Heady ratios out of touch

Shareholders in Mercury Asset Management and Jupiter Tyndall have been on a roll since the markets decided last year that the companies were in effect up for sale. Jupiter's shares, already spectacular performers, were given an added spurt by news of the 420p-a-share offer from Commerzbank of Germany, which locked in a useful gain over the 303p they hit in October before the bid rumours started to circulate.

Takeover prospects have also buoyed MAM since it became clear at the end of last year that its owner, SG Warburg, was going to merge or be taken over. MAM's shares have risen from £6 to £9 since then, though they fell back again this week when it became clear that Swiss Bank Corporation's takeover of Warburg was going to leave MAM as an independent entity.

But not all the rest of the sector has joined in the party. Gartmore shareholders, for instance, have seen their shares lose around 7 per cent of their value in the past five and a half months. Edinburgh Fund Managers' shares have barely been able to keep pace with the market.

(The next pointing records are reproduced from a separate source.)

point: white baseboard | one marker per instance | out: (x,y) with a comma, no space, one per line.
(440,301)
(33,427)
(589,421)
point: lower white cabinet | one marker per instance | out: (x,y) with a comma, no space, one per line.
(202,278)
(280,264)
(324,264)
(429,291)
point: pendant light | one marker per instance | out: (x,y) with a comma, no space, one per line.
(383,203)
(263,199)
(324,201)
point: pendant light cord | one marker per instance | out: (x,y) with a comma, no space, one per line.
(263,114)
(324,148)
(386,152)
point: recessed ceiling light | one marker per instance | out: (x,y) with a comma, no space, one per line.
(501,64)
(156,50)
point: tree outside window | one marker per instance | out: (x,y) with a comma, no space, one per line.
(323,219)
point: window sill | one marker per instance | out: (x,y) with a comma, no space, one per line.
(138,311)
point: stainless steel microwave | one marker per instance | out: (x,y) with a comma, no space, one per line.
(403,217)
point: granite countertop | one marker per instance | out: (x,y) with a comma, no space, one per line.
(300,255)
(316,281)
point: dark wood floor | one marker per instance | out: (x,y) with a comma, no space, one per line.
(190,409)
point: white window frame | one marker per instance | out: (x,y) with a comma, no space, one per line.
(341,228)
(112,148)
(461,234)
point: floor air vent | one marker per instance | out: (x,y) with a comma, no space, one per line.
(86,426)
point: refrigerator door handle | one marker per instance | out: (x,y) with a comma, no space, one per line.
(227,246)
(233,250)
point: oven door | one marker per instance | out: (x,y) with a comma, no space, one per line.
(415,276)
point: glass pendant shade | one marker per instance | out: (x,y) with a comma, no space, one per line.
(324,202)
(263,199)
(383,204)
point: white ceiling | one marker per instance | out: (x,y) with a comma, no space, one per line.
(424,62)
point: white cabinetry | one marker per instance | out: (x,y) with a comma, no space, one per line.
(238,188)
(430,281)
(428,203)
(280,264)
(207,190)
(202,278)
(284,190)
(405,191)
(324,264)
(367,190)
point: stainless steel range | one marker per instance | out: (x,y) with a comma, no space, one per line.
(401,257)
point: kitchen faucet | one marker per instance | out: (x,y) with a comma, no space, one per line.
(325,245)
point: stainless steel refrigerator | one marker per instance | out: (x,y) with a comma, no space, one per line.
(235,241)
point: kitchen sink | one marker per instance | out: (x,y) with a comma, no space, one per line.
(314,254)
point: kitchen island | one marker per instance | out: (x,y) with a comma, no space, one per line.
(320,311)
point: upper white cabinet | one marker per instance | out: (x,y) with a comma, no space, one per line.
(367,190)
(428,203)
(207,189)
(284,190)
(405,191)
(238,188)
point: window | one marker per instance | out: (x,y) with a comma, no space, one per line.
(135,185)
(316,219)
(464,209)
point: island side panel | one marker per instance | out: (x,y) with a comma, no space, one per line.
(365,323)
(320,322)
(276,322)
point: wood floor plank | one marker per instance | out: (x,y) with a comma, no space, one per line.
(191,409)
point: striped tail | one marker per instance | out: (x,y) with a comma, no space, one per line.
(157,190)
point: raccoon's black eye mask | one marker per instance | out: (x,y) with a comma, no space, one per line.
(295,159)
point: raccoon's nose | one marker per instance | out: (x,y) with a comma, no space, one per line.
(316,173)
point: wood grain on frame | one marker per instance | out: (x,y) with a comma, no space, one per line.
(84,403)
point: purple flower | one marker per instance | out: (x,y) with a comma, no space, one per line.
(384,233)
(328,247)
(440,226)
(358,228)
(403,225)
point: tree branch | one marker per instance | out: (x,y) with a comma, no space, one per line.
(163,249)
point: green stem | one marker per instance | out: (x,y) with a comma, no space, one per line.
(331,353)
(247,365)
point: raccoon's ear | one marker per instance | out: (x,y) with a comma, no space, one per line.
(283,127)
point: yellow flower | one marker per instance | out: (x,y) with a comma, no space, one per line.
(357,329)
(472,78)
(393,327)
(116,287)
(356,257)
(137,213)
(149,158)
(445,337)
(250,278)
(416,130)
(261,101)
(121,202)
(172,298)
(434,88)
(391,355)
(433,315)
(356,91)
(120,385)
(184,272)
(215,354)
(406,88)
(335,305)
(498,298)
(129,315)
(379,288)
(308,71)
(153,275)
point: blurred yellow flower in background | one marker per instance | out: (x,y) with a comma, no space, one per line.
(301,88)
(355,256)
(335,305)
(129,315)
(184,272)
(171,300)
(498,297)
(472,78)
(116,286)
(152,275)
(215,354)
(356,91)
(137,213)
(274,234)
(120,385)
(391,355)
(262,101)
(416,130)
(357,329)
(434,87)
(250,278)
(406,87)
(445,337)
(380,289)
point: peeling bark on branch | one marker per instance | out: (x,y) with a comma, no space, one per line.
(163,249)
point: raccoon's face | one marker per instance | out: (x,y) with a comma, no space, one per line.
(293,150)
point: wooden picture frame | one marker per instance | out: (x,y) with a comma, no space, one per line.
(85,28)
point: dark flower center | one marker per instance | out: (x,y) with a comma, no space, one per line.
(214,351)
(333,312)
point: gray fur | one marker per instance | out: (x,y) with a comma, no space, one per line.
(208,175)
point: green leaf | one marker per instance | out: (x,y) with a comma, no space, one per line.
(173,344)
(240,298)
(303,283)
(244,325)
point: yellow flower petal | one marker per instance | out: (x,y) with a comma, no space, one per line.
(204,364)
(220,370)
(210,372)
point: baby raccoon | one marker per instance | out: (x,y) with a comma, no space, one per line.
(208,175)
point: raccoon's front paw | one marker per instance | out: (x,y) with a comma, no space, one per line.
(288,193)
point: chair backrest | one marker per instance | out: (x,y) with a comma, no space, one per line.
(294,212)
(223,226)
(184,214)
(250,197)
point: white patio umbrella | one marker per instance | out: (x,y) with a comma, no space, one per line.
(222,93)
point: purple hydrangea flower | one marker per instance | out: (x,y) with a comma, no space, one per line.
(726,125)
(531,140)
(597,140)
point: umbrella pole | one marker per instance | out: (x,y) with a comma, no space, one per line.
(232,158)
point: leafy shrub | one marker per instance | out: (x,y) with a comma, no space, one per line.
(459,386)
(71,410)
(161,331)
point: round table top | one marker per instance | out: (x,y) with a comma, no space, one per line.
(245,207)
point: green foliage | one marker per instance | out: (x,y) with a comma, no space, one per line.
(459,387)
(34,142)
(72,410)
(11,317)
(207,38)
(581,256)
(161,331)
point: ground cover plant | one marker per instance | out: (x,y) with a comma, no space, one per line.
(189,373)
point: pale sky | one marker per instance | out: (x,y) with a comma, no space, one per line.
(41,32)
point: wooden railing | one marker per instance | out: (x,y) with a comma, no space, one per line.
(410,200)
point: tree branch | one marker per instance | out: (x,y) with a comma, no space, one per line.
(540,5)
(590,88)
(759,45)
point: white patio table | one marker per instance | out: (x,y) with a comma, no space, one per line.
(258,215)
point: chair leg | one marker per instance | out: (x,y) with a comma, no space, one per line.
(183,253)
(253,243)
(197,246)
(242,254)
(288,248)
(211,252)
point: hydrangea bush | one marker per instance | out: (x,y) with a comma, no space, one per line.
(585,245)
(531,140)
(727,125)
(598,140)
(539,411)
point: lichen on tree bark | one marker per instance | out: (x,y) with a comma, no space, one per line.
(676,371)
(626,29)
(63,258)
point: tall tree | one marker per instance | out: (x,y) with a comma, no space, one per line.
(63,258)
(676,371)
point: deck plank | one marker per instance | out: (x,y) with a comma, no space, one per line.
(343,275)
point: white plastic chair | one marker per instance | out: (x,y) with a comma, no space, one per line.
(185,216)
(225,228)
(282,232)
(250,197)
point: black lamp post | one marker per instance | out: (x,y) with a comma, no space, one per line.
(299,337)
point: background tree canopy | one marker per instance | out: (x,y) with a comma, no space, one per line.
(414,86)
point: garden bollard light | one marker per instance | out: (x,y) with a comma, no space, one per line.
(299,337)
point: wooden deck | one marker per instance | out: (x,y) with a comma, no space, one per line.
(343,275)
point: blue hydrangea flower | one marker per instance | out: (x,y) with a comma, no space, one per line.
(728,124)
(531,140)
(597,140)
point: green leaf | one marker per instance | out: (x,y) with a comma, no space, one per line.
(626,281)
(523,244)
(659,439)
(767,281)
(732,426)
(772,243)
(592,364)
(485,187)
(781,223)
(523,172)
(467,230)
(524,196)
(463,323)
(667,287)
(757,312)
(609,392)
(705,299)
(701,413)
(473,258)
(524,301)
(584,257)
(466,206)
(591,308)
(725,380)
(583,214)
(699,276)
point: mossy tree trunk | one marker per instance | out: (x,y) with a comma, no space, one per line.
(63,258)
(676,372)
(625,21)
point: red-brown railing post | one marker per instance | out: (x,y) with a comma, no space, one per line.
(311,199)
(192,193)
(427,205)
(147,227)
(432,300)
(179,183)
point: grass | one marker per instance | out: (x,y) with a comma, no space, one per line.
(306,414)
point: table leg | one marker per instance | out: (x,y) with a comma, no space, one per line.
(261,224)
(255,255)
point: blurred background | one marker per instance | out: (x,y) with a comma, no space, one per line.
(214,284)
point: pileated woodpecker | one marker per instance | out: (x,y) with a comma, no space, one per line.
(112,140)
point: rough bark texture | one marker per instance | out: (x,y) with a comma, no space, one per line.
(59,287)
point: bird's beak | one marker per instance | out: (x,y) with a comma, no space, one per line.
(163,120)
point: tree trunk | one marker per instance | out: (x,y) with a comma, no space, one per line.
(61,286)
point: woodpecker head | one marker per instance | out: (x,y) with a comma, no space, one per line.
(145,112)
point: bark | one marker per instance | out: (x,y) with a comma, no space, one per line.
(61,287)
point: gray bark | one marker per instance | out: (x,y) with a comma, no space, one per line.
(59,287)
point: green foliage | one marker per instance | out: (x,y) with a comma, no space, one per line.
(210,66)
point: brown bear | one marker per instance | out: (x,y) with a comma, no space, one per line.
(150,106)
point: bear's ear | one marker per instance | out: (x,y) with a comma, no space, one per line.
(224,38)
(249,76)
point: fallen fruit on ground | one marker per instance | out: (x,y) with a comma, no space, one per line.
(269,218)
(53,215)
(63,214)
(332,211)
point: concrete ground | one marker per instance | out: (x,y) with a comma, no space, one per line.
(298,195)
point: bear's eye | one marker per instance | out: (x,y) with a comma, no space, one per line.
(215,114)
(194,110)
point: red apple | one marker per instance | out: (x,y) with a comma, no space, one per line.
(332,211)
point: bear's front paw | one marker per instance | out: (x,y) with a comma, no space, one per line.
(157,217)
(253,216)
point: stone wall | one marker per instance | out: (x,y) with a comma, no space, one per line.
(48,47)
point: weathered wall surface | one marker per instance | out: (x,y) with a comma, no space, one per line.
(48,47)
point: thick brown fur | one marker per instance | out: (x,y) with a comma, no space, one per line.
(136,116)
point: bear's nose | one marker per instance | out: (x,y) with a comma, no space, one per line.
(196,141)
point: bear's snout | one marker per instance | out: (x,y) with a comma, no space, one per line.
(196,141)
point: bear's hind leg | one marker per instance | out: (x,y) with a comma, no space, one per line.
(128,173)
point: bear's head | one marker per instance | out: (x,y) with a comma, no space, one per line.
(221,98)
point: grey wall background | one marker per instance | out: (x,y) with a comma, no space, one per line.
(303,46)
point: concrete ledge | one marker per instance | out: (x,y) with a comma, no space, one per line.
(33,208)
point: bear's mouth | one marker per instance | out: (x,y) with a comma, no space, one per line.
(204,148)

There are two reasons for this. Firstly, fund management share prices are already pretty fully valued on the basis of earnings. Prospective price-earnings ratios range between 15 and 16 times for the sector - although they range as high as 19 for MAM compared with 12 or 13 for the market. More particularly, valuations based on funds under management have become stretched.

As our table shows, there is a substantial amount of good will built into share prices. That has been inflated where investors sense a takeover is in prospect - at MAM, the good will premium (the difference between the share price and net assets as a proportion of funds under management) - has grown from 1.5 per cent in December to a peak of 2.1 per cent this week. Where there is a strong retail franchise, such as exists with M & G and Perpetual, the valuation seems to have lost touch with reality.

These heady ratios suggest to analysts like Martin Cross at UBS that bidders are unlikely to want to pay more for fund managers, even if there are any more available to buy. For the second problem facing predators is that most groups are in effect locked up with friendly shareholdings.

The long-standing Esmee Fairbairn Charitable Trust holds the key to M&G with a 34 per cent stake. Henderson Administration has 22 per cent of its shares held by investment trusts it manages, and at Perpetual, which disappointed with a mere 3 per cent interim profits uplift on Thursday, its founder, Martyn Arbib, controls around two-thirds of the equity.

German banks, keen buyers of fund managers in the past, may now have had their fill. The Dutch bank ABN Amro has apparently been a disappointed suitor in the past and NatWest plainly still nurtures an interest in picking up MAM, but shareholders who are holding their breath for a bid at over 900p now look like they are going to be disappointed.